If I do write something,
Whatever it is, I'll be writing for myself."

But that self was never selfish. It was always open, sensitive, attuned to the signals emanating, not just from nature and memory, but from politics and history too. With the outbreak of the Troubles, as he put it, "the problems of poetry moved from being simply a matter of achieving the satisfactory verbal icon to being a search for images and symbols adequate to our predicament". This was his lifelong quest – for images and symbols adequate to the predicament of being alive in his own time.

What forced him to be great, what kept him on his mettle, was that this quest was for him a very hard struggle. His world, the world of his childhood to which he returned so often and with such breathtaking clarity of recall, was archaic: farmers ploughing with horses, thatchers making roofs from rushes, diviners finding hidden sources of water, blacksmiths working in their forges. He could have lived imaginatively only in that world, as a nostalgic romantic, purveyor of hand-woven verbal tweeds. He fought instead to make his art contemporary, to put it under the pressure of its times.

He was often racked, indeed, by a sense that this art was in fact inadequate. The image of his cousin Colum McCartney, murdered in a sectarian attack, haunted him: “blood and roadside muck in your hair and eyes”.

But he knew too that there was an immense human value in the act of writing with infinite care and utter honesty, in the way poetry acts as an antidote to the murderous clichés of slogans and rhetoric. Heaney recalled of himself and his fellow Belfast-based poets in the early 1960s that they were buoyed by a belief “that the tolerances and subtleties of their art were precisely what they had to set against the repetitive intolerance of public life.”

That belief may have seemed naive in the bleakest years of the Troubles but in the longer perspective of history it was vindicated. It was not accidental that, when politicians reached for a language adequate to the unfolding of new possibilities for peace, they took Heaney’s “hope and history rhyme” off the shelf again and again.

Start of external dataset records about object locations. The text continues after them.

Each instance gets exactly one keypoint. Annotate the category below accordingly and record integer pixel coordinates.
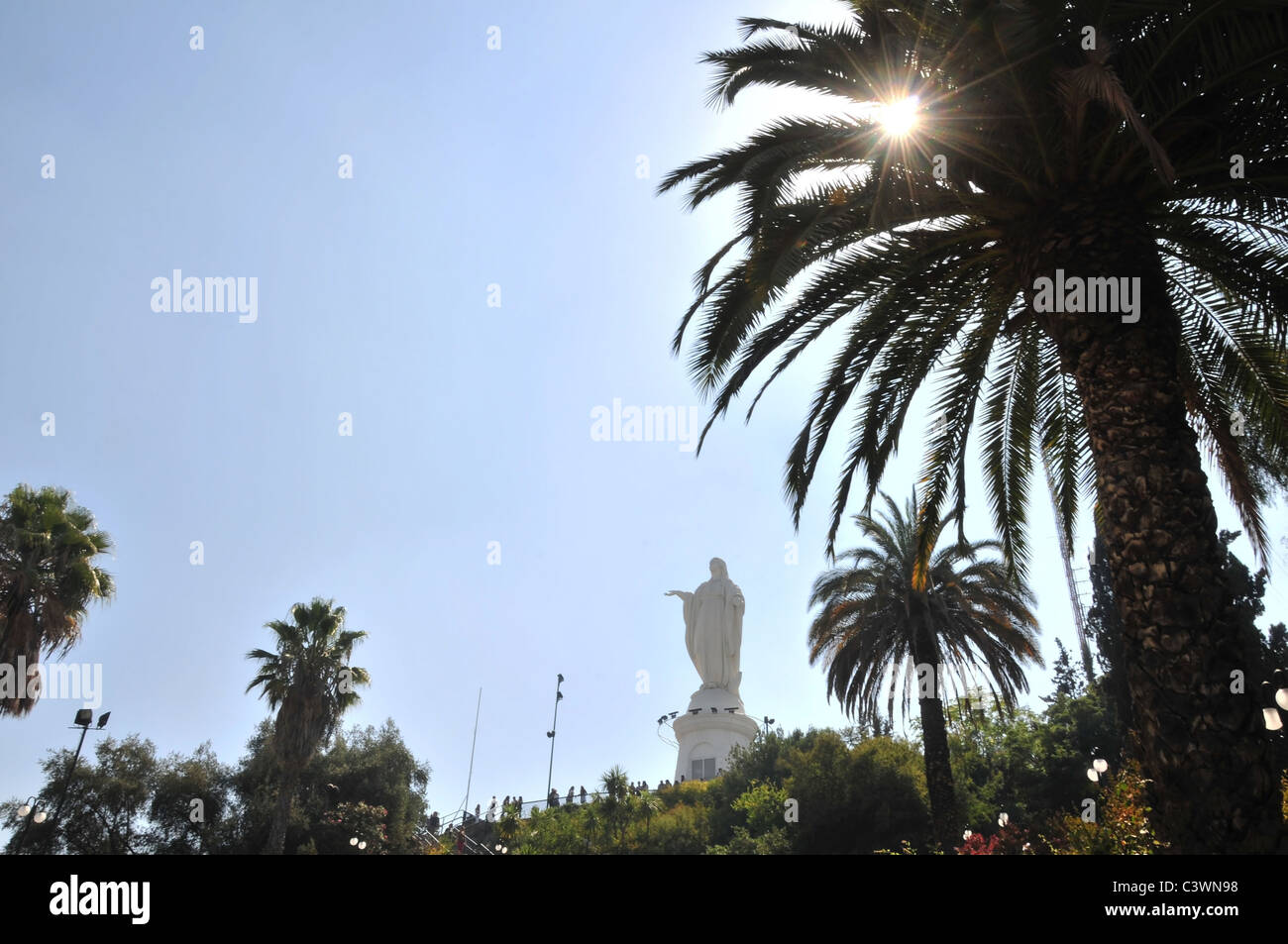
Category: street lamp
(1099, 765)
(84, 716)
(25, 813)
(550, 734)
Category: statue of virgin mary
(712, 629)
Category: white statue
(712, 629)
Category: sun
(900, 117)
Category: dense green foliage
(130, 801)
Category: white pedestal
(709, 736)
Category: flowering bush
(1121, 824)
(1009, 840)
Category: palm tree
(310, 684)
(616, 803)
(980, 147)
(958, 621)
(48, 578)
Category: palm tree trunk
(939, 772)
(1214, 784)
(275, 844)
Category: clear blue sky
(471, 423)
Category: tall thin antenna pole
(550, 734)
(468, 782)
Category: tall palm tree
(961, 621)
(614, 806)
(310, 684)
(48, 578)
(978, 149)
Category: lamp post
(82, 717)
(29, 813)
(552, 736)
(1274, 700)
(1099, 765)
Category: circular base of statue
(706, 737)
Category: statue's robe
(712, 621)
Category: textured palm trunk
(939, 773)
(275, 844)
(934, 737)
(1199, 742)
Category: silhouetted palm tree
(884, 616)
(310, 684)
(980, 147)
(48, 578)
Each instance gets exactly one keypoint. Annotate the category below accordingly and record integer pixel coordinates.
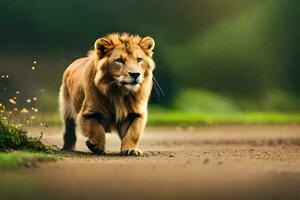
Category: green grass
(14, 159)
(177, 118)
(17, 148)
(14, 136)
(167, 117)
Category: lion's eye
(140, 60)
(119, 60)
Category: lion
(109, 89)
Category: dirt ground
(210, 162)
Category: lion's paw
(93, 148)
(131, 152)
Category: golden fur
(101, 92)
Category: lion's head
(123, 61)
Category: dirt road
(214, 162)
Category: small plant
(14, 121)
(14, 137)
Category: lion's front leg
(130, 139)
(95, 132)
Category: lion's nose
(134, 75)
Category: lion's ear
(103, 46)
(147, 44)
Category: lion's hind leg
(68, 119)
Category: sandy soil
(214, 162)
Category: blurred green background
(217, 61)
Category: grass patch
(14, 159)
(14, 136)
(17, 148)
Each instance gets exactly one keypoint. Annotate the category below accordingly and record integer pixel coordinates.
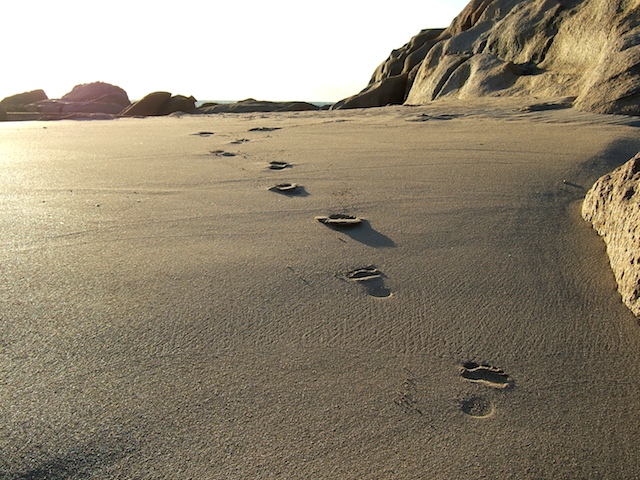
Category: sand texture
(166, 313)
(611, 205)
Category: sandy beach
(165, 315)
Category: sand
(164, 314)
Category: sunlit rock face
(613, 208)
(587, 49)
(97, 92)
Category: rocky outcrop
(251, 105)
(18, 102)
(587, 49)
(97, 92)
(612, 206)
(178, 103)
(159, 103)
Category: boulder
(587, 49)
(98, 92)
(147, 105)
(392, 80)
(66, 107)
(178, 103)
(388, 91)
(250, 105)
(18, 102)
(612, 207)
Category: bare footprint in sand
(485, 374)
(477, 407)
(264, 129)
(275, 165)
(340, 220)
(372, 279)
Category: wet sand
(166, 314)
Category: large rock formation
(613, 207)
(89, 98)
(587, 49)
(18, 102)
(97, 92)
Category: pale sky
(265, 49)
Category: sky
(265, 49)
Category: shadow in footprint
(366, 234)
(485, 374)
(372, 279)
(276, 165)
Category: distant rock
(18, 102)
(611, 206)
(159, 103)
(178, 103)
(97, 92)
(587, 49)
(251, 105)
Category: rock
(587, 49)
(388, 91)
(18, 102)
(251, 105)
(392, 80)
(612, 206)
(149, 105)
(98, 92)
(178, 103)
(52, 107)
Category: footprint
(477, 407)
(275, 165)
(485, 374)
(339, 220)
(372, 279)
(222, 153)
(290, 188)
(264, 129)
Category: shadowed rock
(611, 206)
(97, 92)
(251, 105)
(159, 103)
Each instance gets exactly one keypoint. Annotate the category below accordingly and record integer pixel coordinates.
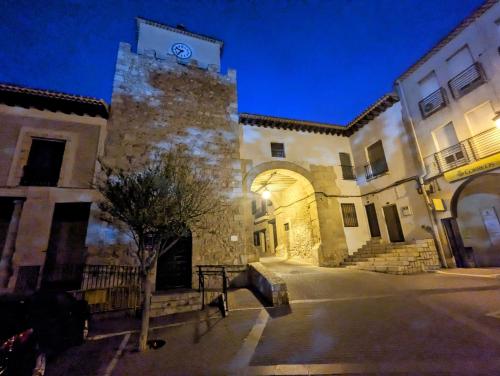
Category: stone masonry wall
(158, 103)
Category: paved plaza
(340, 321)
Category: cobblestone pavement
(340, 322)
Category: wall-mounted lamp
(496, 119)
(266, 195)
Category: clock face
(181, 50)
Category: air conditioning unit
(428, 107)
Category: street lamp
(496, 119)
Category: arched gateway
(474, 230)
(286, 212)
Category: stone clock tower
(186, 46)
(171, 92)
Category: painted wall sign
(485, 164)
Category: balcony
(376, 169)
(467, 151)
(467, 80)
(433, 103)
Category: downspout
(430, 213)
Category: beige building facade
(450, 101)
(413, 177)
(49, 146)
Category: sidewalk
(473, 272)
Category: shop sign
(463, 172)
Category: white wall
(402, 163)
(483, 39)
(302, 148)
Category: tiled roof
(13, 95)
(284, 123)
(444, 41)
(181, 31)
(371, 112)
(310, 126)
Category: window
(466, 75)
(44, 162)
(277, 150)
(459, 61)
(428, 85)
(347, 167)
(256, 238)
(480, 118)
(376, 156)
(451, 153)
(433, 96)
(349, 215)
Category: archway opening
(476, 206)
(285, 216)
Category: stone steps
(167, 303)
(397, 258)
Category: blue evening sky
(305, 59)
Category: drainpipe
(10, 244)
(430, 213)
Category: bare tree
(157, 204)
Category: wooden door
(393, 223)
(174, 267)
(372, 220)
(66, 251)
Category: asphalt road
(339, 322)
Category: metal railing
(110, 287)
(433, 102)
(467, 80)
(373, 170)
(348, 172)
(467, 151)
(215, 279)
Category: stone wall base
(395, 258)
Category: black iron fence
(110, 287)
(214, 279)
(467, 80)
(469, 150)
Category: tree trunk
(143, 338)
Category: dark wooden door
(464, 257)
(372, 220)
(393, 223)
(174, 267)
(66, 250)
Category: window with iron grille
(376, 156)
(349, 215)
(277, 150)
(44, 163)
(256, 238)
(347, 167)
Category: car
(39, 326)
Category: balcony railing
(348, 172)
(375, 169)
(433, 102)
(467, 151)
(467, 80)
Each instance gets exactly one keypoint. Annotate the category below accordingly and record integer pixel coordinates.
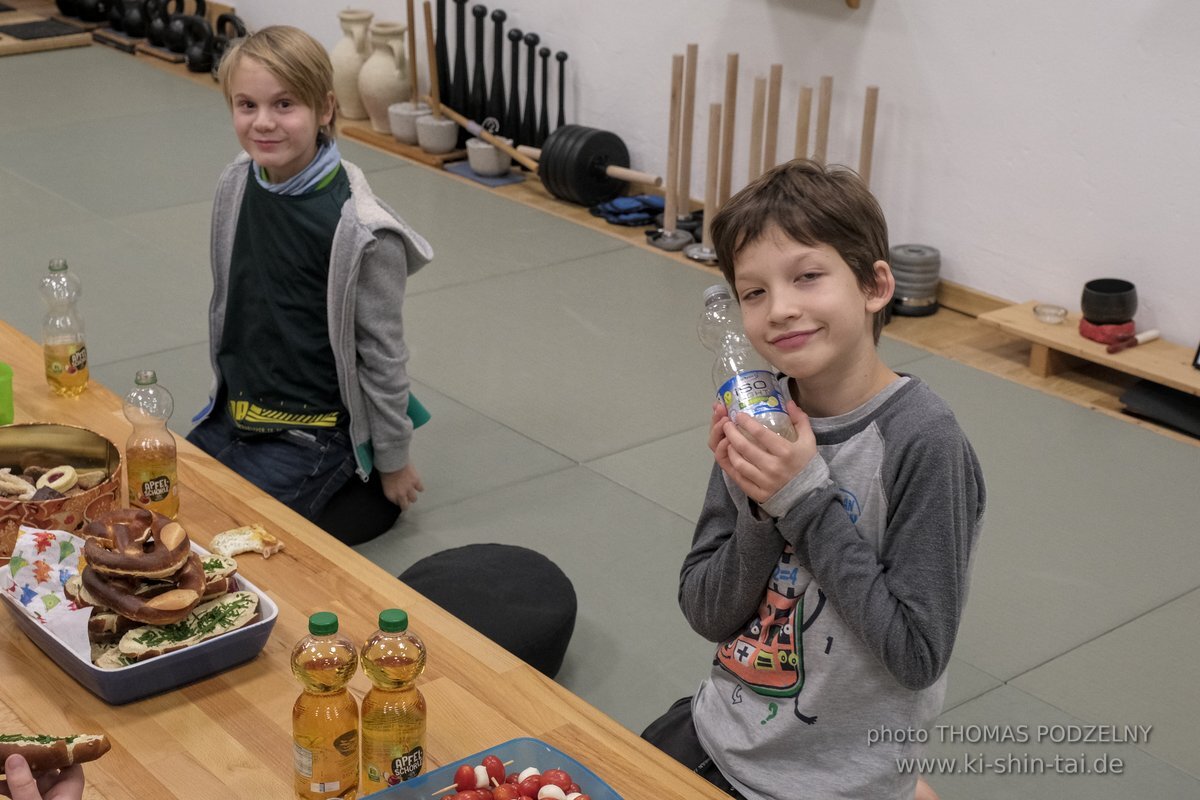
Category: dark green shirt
(275, 354)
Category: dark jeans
(675, 733)
(303, 469)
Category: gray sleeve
(732, 558)
(905, 603)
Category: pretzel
(120, 594)
(136, 542)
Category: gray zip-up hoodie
(372, 256)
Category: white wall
(1037, 144)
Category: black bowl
(1109, 301)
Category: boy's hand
(759, 461)
(401, 487)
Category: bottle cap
(323, 624)
(393, 620)
(715, 292)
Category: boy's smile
(804, 311)
(277, 131)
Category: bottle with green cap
(394, 708)
(325, 716)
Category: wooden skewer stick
(823, 102)
(475, 128)
(771, 144)
(414, 94)
(803, 122)
(714, 146)
(435, 102)
(455, 786)
(730, 109)
(868, 148)
(671, 209)
(757, 107)
(687, 120)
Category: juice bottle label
(66, 367)
(754, 392)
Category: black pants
(675, 733)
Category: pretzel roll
(136, 542)
(171, 606)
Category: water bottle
(744, 380)
(63, 341)
(394, 709)
(324, 717)
(151, 473)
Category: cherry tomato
(558, 777)
(465, 777)
(495, 768)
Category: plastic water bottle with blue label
(744, 380)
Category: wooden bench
(1055, 348)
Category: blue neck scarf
(319, 169)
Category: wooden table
(229, 735)
(1054, 347)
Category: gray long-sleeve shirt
(837, 602)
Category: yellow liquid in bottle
(325, 722)
(151, 475)
(66, 368)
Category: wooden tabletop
(229, 735)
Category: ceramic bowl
(46, 444)
(1109, 301)
(437, 136)
(486, 158)
(402, 118)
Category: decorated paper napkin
(35, 578)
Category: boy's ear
(885, 287)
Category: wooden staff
(868, 148)
(670, 210)
(714, 145)
(756, 112)
(823, 102)
(774, 85)
(435, 100)
(688, 115)
(731, 104)
(803, 122)
(414, 95)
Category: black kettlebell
(177, 37)
(222, 36)
(198, 53)
(157, 18)
(136, 18)
(93, 11)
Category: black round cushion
(515, 596)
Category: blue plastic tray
(522, 752)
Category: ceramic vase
(383, 79)
(347, 58)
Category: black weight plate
(557, 161)
(595, 151)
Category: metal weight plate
(592, 152)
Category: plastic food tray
(522, 752)
(161, 673)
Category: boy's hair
(294, 58)
(811, 204)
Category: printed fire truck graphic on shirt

The poet in Heaney was surely wearied by hearing his new-minted phrase worn away into cliché, but the citizen in him would have regarded the sacrifice as well worth making.


Great citizen
The great maker of such phrases will not be lost, for he is among the immortals now. But the great citizen, the exemplary public man who gave a gentle gravity to our small affairs, who blessed our ordinary days with intimations of the extraordinary, is a devastating loss to Irish life. We can take comfort where we will best find it: in his own luminous poems. There we will find a recurrent imagine of marks that have been erased in physical reality but go on existing.

He wrote of "the dotted line my father's ashplant made on Sandymount Strand," a line long-since washed away but visible to his mind's eye. He wrote of boys continuing to play football after the light has faded and the lines of the pitch have become invisible:
"Youngsters shouting their heads off in a field
As the light died and they kept on playing
Because by then they were playing in their heads..."

Seamus Heaney’s grace will play in our heads long after his earthly light has faded.